We can use some simple tricks to make the boxplot more informative and visually appealing:

In [None]:
# Enhanced Box plots
plt.figure(figsize=(15, 10))

# Create the boxplot with additional styling
boxprops = dict(linestyle='-', linewidth=2, color='navy')
medianprops = dict(linestyle='-', linewidth=2, color='firebrick')
whiskerprops = dict(linestyle='--', linewidth=2, color='black')
capprops = dict(linestyle='-', linewidth=2, color='grey')

boxplot = plt.boxplot(X, labels=feature_names, notch=True, patch_artist=True, 
                      boxprops=boxprops, medianprops=medianprops, 
                      whiskerprops=whiskerprops, capprops=capprops)

# Adding grid, title and labels
plt.grid(True, linestyle='--', linewidth=0.5, alpha=0.7, axis='y')
plt.title('Feature Distribution - Boxplot', fontsize=18, fontweight='bold')
plt.xlabel('Features', fontsize=16)
plt.ylabel('Values', fontsize=16)
plt.xticks(fontsize=14)
plt.yticks(fontsize=14)

# Remove spines
for spine in plt.gca().spines.values():
    spine.set_visible(False)

# Save the plot
plt.savefig('Feature_boxplot.pdf', dpi=300)



### 7.6.3 Target Class Distrubution 

We can use the barplot to visualize the target class distribution. In case the class distribution is imbalanaced, we should think of strategies to balance it (for example using resampling technique). In this case, it seems we have a completely balanced setting.

Please note that how we use the Matplotlib tools to make our barplot nicer.

In [None]:
# we can effectively use our Numpy knowledge in counting the number samples in each class
class_counts = [np.sum(y_binary == 0), np.sum(y_binary == 1)]
class_labels = ['Low Risk', 'High Risk']

# Enhanced Bar Plot
plt.figure(figsize=(6, 4))
bars = plt.bar(class_labels, class_counts, color=['skyblue', 'salmon'], width=0.75)
plt.grid(True, linestyle='--', linewidth=0.5, alpha=0.7, axis='y')

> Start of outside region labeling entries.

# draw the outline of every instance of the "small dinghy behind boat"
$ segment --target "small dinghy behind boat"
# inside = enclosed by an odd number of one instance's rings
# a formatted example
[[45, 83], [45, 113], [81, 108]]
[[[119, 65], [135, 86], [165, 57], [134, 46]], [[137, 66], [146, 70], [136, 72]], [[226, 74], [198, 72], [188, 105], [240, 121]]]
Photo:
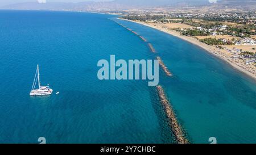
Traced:
[[[36, 83], [38, 82], [38, 89], [35, 89], [36, 85]], [[35, 78], [34, 79], [33, 85], [32, 86], [31, 91], [30, 91], [30, 96], [42, 96], [42, 95], [49, 95], [52, 94], [52, 89], [48, 86], [40, 86], [40, 78], [39, 78], [39, 67], [38, 65], [38, 68], [36, 69]]]

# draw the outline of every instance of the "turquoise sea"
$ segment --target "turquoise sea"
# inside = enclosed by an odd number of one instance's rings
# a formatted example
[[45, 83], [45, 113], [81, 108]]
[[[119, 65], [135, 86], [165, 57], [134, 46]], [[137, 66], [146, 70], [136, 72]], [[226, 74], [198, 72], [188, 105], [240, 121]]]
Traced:
[[[100, 59], [155, 59], [192, 143], [256, 143], [256, 82], [200, 48], [158, 30], [93, 13], [0, 11], [0, 143], [175, 143], [155, 87], [100, 81]], [[155, 48], [153, 53], [134, 30]], [[51, 96], [31, 97], [36, 65]], [[59, 94], [55, 94], [57, 91]]]

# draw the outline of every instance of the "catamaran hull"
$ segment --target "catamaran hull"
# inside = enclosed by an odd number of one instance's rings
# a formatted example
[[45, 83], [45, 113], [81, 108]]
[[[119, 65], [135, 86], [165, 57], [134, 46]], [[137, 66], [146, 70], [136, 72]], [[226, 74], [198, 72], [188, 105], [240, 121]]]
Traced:
[[30, 93], [30, 96], [44, 96], [49, 95], [52, 93], [52, 89], [50, 89], [49, 90], [45, 92], [38, 92], [36, 91], [31, 91]]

# Adding title and labels with styling
plt.title('Distribution of Target Classes', fontsize=16, fontweight='bold')
plt.xlabel('Classes', fontsize=14)
plt.ylabel('Count', fontsize=14)
plt.xticks(fontsize=12)
plt.yticks(fontsize=12)

# Adding value annotations on each bar
for bar in bars:
    yval = bar.get_height()
    plt.text(bar.get_x() + bar.get_width()/2, yval-100, int(yval), 
             ha='center', fontweight='bold', fontsize=12)

# Remove spines
for spine in plt.gca().spines.values():
    spine.set_visible(False)

# Show the plot
plt.tight_layout()
plt.savefig('Class_dist_barplot.pdf', dpi=300)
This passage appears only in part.